I said, What are you doing!
She said, Saving your ass!’
I said, I had him right where I wanted him.”
Candlin was fined $1000 and suspended for a week.
“But when I went to the next track,” said Candlin, “I got a standing ovation.”
Forelocks, witherbone, mane and flanks. Swishing tail and large, large eyes. A horse’s height is measured in hands from the top of their witherbone at the saddle to the ground, each hand four inches. Pompeii stood a little above 16 hands, and clambering up into the saddle puts the rider around five feet off the ground. A long way to fall.
“Usually when accidents happen around these animals, they don’t mean to hurt us,” said Candlin. “They just don’t know how big and powerful they are. You don’t want to end up underneath them getting dragged.”
Most accidents occur when climbing on or off a horse. There are signals. Where the ears are pointing. The noises the horse makes, the snorts, The way they carry their heads.
These are all signals.
“Notice his ears are always with us,” Candlin said. “If his ears are completely forward, his attention is out there. It could be something like a new dog in his space. Could be a kid walking into the barn with a balloon or an umbrella, something that’s out of the norm. And you want to be prepared because the natural instinct of a horse is to bolt. So you always watch their ears. and if the head goes up and the horse gives a sharp whooshing breath, that’s an excited snort, you don’t want to get on that horse. Licking and chewing, that’s a good sign. ”
Before the hour was through, I would clamber up onto Pompeii, into the saddle, and sit up straight, completing the picture of an unlikely centaur. Half-city, half-country.
With his horsey grass-clipping teeth, Pompeii did bite me when I first took the reins to lead him into the training pen.
Horses are playful, Candlin assured me, and he did not draw blood.
Later, after I had ridden Pompeii, he tried to nuzzle me with his enormous head. I was expecting another nip and probably confused him with my standoffishness. Or maybe he was going to bite again, a sign of camaraderie, like a friendly punch to the sternum.
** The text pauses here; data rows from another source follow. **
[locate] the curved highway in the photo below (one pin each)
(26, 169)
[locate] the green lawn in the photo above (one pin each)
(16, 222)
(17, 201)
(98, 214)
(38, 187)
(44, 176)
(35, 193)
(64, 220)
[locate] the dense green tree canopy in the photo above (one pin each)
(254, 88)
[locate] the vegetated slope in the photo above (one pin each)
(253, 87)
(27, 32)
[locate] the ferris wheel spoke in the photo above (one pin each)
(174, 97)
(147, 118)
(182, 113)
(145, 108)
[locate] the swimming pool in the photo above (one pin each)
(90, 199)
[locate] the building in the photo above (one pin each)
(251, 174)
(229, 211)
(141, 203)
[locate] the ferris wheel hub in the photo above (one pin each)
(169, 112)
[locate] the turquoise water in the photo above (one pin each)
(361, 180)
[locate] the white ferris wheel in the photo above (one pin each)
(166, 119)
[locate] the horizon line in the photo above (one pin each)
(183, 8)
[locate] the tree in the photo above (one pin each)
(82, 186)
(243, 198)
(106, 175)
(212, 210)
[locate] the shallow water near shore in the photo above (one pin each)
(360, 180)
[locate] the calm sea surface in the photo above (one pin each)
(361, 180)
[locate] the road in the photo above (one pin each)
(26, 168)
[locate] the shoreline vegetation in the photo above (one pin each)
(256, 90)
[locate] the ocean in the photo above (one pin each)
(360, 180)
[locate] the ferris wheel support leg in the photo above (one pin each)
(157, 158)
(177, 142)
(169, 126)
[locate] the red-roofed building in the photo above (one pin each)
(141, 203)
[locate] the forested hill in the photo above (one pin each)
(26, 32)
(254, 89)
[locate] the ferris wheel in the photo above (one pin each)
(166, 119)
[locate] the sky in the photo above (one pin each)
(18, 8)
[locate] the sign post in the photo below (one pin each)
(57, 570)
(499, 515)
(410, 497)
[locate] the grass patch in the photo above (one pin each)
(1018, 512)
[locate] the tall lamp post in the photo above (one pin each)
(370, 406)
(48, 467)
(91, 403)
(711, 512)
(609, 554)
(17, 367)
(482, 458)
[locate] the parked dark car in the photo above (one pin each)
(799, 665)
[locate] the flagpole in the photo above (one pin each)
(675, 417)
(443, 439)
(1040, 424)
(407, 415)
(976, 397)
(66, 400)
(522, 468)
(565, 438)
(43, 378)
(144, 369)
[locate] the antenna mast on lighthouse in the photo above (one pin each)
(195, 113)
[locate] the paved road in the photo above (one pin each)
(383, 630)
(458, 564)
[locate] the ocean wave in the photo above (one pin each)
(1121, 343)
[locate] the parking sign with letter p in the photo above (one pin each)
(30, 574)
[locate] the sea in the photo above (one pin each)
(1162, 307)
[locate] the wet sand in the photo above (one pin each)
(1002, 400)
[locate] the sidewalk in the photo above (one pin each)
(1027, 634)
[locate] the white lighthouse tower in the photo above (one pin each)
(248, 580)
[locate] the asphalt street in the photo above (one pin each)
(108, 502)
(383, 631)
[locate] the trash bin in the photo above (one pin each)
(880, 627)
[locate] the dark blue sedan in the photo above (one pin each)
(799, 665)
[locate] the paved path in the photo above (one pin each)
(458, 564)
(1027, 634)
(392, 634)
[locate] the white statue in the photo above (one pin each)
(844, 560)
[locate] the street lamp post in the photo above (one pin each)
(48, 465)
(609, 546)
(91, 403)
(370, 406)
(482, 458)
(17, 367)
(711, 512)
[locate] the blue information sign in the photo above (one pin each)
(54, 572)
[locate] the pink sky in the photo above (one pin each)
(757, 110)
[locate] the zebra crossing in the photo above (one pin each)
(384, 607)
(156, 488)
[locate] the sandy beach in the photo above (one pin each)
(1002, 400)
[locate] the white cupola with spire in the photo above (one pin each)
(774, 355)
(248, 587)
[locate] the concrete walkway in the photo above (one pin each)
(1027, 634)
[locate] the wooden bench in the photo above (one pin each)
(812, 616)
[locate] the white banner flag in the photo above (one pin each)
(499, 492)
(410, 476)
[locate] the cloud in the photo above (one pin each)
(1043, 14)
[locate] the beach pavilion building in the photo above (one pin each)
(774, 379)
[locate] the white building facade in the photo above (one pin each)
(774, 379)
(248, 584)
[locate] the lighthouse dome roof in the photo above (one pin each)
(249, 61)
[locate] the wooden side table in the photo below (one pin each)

Horses are devious, too, something like big dogs. Something more calculating is also going on in their equine minds. If they sense you don’t know their ways, like a representative of any tight-knit clan they will hustle you if they can.
They will walk the unsure rider where they wish, jerk their horsey heads forward to pull the reins from your hands, ignore you when attempt to whoa them to a stop. They will treat with contempt the rider who implies contradictory directions, pulls too hard on the reins, kicks too hard into the sides of their bellies, sits badly in the saddle. All these things will a horse do, so I was told.
Except for the bite Pompeii, weighing about 1100 pounds, accepted me onto his back with grace. Horses respect those who don’t overdo it. I did not pull the reins hard, I did not kick him in his ribs.
“Part of the experience I want people to understand more is that these are live animals,” said Candlin. “It’s not a machine you can just come and turn on.”
Once out of the barn in the fresh air, trotting along the racetrack under sky and clouds, trying to imitate a passable horseman, it’s hard to imagine how anyone could forget the horse underneath the saddle is anything but a vital, living, feeling and dreaming earthbound creature, as surprised as ourselves to be here and making the best of a not always but oftentime staggeringly beautiful situation.
As with bears, otters, fisher cats and every other creature under the sun, Native Americans famously saw kindred spirits in horses. They recognized in them brothers and sisters. Possibly cousins.
Try hanging around any animal without the skeptical prejudices taught by the modern scientific establishment, one apprehends the obvious- if we have souls, so too do animals.
Rats laugh. Pigs cry. Some dogs, like some people, are foul-tempered jerks. Like us, horses mourn their dead.
But when they’re not oppressed by existential vagaries, besides gamboling about with other horses and cropping grass, what horses really like to do is put their four-legged equine form to use and run. In this way, an inexperienced rider is a disappointment to a horse feeling the cold air with a wide open field and rolling hills laid out in front of it.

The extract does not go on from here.